Império do Sol / Empire of the Sun


3.5 out of 5.0 stars

Texto publicado na revista Afinal de 29 de março de 1988: No próximo mês de maio (de 1988), o mago Steven Spielberg começa a tirar de sua fantástica cartola de Rei Midas, de onde saíram sete dos 20 filmes de maior bilheteria do cinema, a terceira aventura do super-herói Indiana Jones. Será de novo com o mesmo Harrison Ford dos dois anteriores, e em colaboração com o mesmo George Lucas.
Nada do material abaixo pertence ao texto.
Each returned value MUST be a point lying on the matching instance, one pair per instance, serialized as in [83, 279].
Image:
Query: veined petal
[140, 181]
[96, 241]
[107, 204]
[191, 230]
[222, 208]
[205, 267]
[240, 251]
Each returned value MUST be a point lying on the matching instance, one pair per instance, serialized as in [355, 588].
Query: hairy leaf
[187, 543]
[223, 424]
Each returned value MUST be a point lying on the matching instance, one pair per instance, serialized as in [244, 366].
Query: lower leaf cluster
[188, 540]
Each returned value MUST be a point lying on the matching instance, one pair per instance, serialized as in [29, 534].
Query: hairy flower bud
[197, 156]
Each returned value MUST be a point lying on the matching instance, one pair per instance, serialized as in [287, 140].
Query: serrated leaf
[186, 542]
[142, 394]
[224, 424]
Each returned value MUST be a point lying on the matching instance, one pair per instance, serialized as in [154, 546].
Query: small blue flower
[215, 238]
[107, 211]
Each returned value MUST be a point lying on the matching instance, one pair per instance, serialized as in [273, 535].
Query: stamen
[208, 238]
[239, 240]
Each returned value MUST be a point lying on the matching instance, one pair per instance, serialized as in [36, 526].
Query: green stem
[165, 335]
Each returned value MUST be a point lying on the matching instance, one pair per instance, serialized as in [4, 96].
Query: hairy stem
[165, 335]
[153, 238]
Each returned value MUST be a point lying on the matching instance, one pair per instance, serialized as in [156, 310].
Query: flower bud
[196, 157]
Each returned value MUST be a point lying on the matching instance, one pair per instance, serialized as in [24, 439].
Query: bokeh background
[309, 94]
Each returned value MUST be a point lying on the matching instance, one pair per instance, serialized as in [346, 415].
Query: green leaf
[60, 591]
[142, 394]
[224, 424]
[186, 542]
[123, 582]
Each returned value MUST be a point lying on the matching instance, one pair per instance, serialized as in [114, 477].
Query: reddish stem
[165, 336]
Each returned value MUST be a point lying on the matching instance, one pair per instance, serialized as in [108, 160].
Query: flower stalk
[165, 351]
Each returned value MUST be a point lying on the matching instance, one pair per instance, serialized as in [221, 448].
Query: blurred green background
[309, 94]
O que garante que as crianças de todas as idades, dos 8 aos 80 anos, terão dentro de alguns meses mais um espetáculo de delícias, duas horas de fantástica fuga de todos os problemas do mundo.

Quem quiser fugir de problemas, no entanto, deve passar bem longe dos cinemas brasileiros que começam, nesta quinta-feira, 31 (de março de 1988), a exibir Império do Sol/Empire of the Sun, o décimo longa-metragem do garoto prodígio que é o maior campeão de bilheteria do cinema mundial. Como já havia feito em A Cor Púrpura/The Color Purple, seu filme anterior, de 1985, o mago Steven Spielberg veio de novo sem sua cartola, longe dos sonhos, bem no fundo do pesadelo.

Fascinante personalidade esta, que alterna extremos em sua carreira fulminante – ele ganhou sua primeira filmadora de presente do pai aos 12 anos de idade; foi o mais jovem diretor de cinema a assinar um longo contrato com um grande estúdio, aos 21 anos; aos 38, como diretor e produtor, já havia colocado a marca Steven Spielberg presents em uma dúzia de espetaculares sucessos, a maior parte voltada para o público infanto-juvenil, como Tubarão, Caçadores da Arca Perdida, Indiana Jones e o Templo da Perdição, Os Gremlins, De Volta para o Futuro, Os Goonies e Poltergeist. Quando enfim decidiu filmar um drama, com A Cor Púrpura, mergulhou no pior de todos os mundos que é ser – como diz um dos personagens do filme – preto, pobre, feio e mulher em uma sociedade racista, machista e classista como a do Sul dos Estados Unidos.

Da Suíça ao Biafra

Império do Sol apresenta um pesadelo tão terrível quanto o da negra Celie, a personagem central de A Cor Púrpura. É a história de um garoto que, como num passe de magia (negra), deixa o conforto e a opulência de uma Suíça e desaba no meio do horror de um Biafra. James Graham, o personagem central do filme, vive até os 11 anos de idade cercado por todas as benesses possíveis e imagináveis apenas para a casta mais alta dos ingleses conquistadores do mundo. Incidentalmente, e apenas incidentalmente, ele vive na Xangai de 1941, mas é como se fosse na Inglaterra. Seu bairro é só de mansões habitadas por ingleses; sua escola é inglesa, assim como são inglesas as pessoas com quem mantém contato – feita a exceção exclusiva para os serviçais, a babá e o motorista do Packard que o leva para as aulas e as festas. Entre Jamie, como os pais o chamam, e a China real, das ruas apinhadas, superpovoadas, há sempre os vidros fechados do elegante carro. Há um diálogo brilhante entre Jamie e seu pai que mostra toda a dimensão da arrogância colonialista. O garoto, absolutamente apaixonado por aviões – essa fascinação é uma das marcas mais fortes de seu caráter, e perpassa todo o filme -, pergunta quem vai ganhar a guerra, e o pai responde: “Nós, é claro”, referindo-se à guerra dos Aliados contra a Alemanha. Ao que Jamie diz: “Não, eu quero dizer a guerra entre os chineses e os japoneses”. “Esta não é a nossa guerra”, responde o pai.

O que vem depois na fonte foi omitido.